BIEN-ÊTRE

Relaxviews : Xavier Terlet (XTC), "l'uniformisation mondiale alimentaire n'est pas pour demain"

17/10/2012 04:52 EDT | Actualisé 17/12/2012 05:12 EST

Du dimanche 21 au jeudi 25 octobre, 5.900 industriels de l'agro-alimentaire, venus de cent pays différents, exposeront leurs innovations gourmandes, au Salon international de l'alimentation (Paris Nord Villepinte). Spécialiste du genre, Xavier Terlet livre à Relaxnews son point de vue sur la mondialisation de l'alimentation.

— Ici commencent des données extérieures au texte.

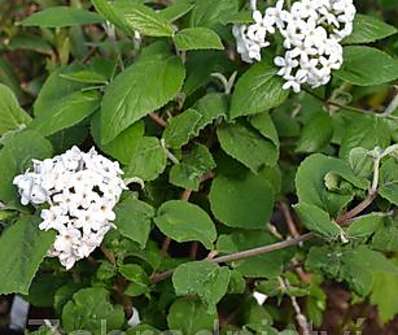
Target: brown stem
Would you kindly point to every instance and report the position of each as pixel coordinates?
(285, 209)
(346, 217)
(343, 220)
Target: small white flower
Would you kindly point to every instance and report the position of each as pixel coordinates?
(81, 190)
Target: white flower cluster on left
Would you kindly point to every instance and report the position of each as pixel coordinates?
(81, 190)
(311, 31)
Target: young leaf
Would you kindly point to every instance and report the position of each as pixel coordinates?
(191, 169)
(244, 202)
(188, 124)
(197, 39)
(247, 146)
(368, 29)
(22, 248)
(191, 316)
(58, 17)
(364, 66)
(185, 222)
(148, 159)
(134, 219)
(203, 278)
(367, 132)
(12, 115)
(89, 309)
(258, 90)
(310, 183)
(139, 281)
(142, 88)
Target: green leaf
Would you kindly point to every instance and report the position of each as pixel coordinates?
(143, 19)
(386, 237)
(366, 225)
(367, 132)
(142, 88)
(61, 103)
(210, 14)
(311, 188)
(9, 78)
(107, 10)
(318, 221)
(364, 66)
(188, 124)
(385, 286)
(266, 266)
(138, 278)
(181, 128)
(264, 124)
(388, 188)
(89, 309)
(259, 89)
(16, 156)
(124, 145)
(197, 39)
(368, 29)
(247, 146)
(31, 42)
(207, 280)
(134, 219)
(22, 249)
(177, 10)
(185, 222)
(208, 61)
(12, 116)
(316, 134)
(190, 316)
(148, 159)
(74, 108)
(58, 17)
(251, 211)
(191, 169)
(360, 162)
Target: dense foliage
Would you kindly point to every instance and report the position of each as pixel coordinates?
(246, 192)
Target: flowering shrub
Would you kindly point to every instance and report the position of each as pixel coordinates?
(199, 166)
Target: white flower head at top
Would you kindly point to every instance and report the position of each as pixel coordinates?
(311, 31)
(81, 190)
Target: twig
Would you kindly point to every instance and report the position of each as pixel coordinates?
(346, 217)
(343, 219)
(336, 104)
(158, 120)
(291, 226)
(167, 241)
(304, 276)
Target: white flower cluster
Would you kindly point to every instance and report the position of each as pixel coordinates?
(81, 190)
(312, 31)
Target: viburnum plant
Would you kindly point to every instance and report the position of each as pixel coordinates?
(198, 166)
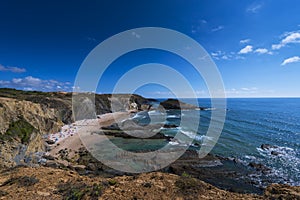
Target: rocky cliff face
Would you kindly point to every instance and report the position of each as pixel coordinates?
(26, 116)
(22, 125)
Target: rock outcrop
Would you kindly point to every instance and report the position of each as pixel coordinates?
(26, 116)
(171, 104)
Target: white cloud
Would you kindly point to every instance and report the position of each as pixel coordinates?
(289, 38)
(220, 55)
(254, 8)
(246, 49)
(245, 41)
(291, 60)
(35, 84)
(217, 28)
(263, 51)
(136, 35)
(12, 69)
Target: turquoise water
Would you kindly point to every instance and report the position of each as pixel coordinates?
(252, 122)
(249, 124)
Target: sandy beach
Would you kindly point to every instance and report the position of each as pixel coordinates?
(71, 136)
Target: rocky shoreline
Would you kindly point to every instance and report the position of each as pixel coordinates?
(33, 152)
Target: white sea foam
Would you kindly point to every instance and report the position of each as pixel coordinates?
(195, 136)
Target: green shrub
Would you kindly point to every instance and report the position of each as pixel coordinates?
(19, 129)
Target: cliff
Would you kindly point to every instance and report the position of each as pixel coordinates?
(26, 116)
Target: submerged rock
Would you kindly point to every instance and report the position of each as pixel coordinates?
(171, 104)
(267, 146)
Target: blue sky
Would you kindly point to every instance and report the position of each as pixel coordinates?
(255, 44)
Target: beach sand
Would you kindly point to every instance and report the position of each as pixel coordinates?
(82, 131)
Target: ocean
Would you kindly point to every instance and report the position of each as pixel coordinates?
(250, 122)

Le produit alimentaire idéal, unique, vendu en masse partout dans le monde, relève du fantasme à la Big Brother. Un seul produit, une seule recette, une seule unité de production, un seul emballage, une seule communication... La vie d'industriel serait tellement plus simple... et celle du consommateur tellement ennuyeuse.

La mondialisation n'a pas eu l'effet escompté par certains en matière de grande consommation, et particulièrement dans l'alimentation. Si le Samsung Galaxy 3 ou l'iPhone 5 sont identiques partout dans le monde - même produit, même emballage, même notice, même circuit de commercialisation -, si Toyota ou Volkswagen vendent à peu près les mêmes voitures aux chinois et aux finlandais, il n'en est pas de même en ce qui concerne nos pratiques alimentaires. Le phénomène de mondialisation paraît même avoir l'effet inverse quand il s'agit de produits de notre quotidien. Plus les échanges internationaux se multiplient, plus nous voyageons, plus nous sommes confrontés à d'autres cultures, plus nous découvrons de nouveaux produits... et plus nous les transformons, les adaptons à nos habitudes, à nos goûts et usages.

De fait, cette mondialisation entraîne une formidable créativité innovatrice et dope l'offre produit dans chaque pays en un développement exponentiel. En Europe, nous avons essayé il y a une quinzaine d'année le wasabi en découvrant les sushi et autres sashimi. Aujourd'hui, nous l'utilisons pour varier les goûts de nos chips, graines salées et même du chocolat, pour le plus grand étonnement de nos amis japonais. En fin de compte, une découverte remarquée ici, c'est peut-être de multiples innovations adaptées ailleurs.

C'est ainsi, même sans aller si loin ! Nos voisins allemands, espagnols et anglais ne consomment pas le même pain que nous, et il y a fort à parier que cela ne changera pas demain. Nos goûts, nos habitudes, nos appétits différents nous guident en matière de grande consommation. Ce qui est vrai en matière de recettes l'est tout autant en matière d'emballages. Le café peut être présenté en sachet dans certains pays et en paquet dans d'autres. La couleur qui correspond au décaféiné est bleue ou rouge selon l'endroit. Le verre de la bouteille de vin de qualité varie encore en fonction des continents : vert foncé chez nous, brun en Amérique du sud presque noir en Russie. De la même manière, la "box" en libre-service, qui connaît un formidable succès chez nous, n'est pas transposable aux Etats-Unis, où le rayon traiteur est quasi inexistant et où le surgelé est roi. Et que dire du plastique (PET), qui n'a pas vraiment séduit les consommateurs de bière français ?

Comment imaginer un conditionnement universel pour un New-Yorkais aux multiples prises alimentaires quotidiennes et pour nous, qui respectons peu ou prou le sacro-saint triptyque petit déjeuner, déjeuner, dîner ? Pourquoi proposer le même produit au Français à la cuisine spacieuse suréquipée, qui fait ses courses une fois par semaine, et au Japonais, qui se ravitaille quotidiennement et dont l'appartement est petit et les placards minuscules ?

Décidément, l'uniformisation mondiale alimentaire n'est pas pour demain, et le consommateur et passionné d'innovation que je suis s'en réjouit !

Xavier Terlet est spécialiste des tendances et de l'innovation pour le Salon international de l'alimentation (Sial), qui se tient à Paris Nord Villepinte, du 21 au 25 octobre. Il est par ailleurs Président du cabinet XTC World Innovation.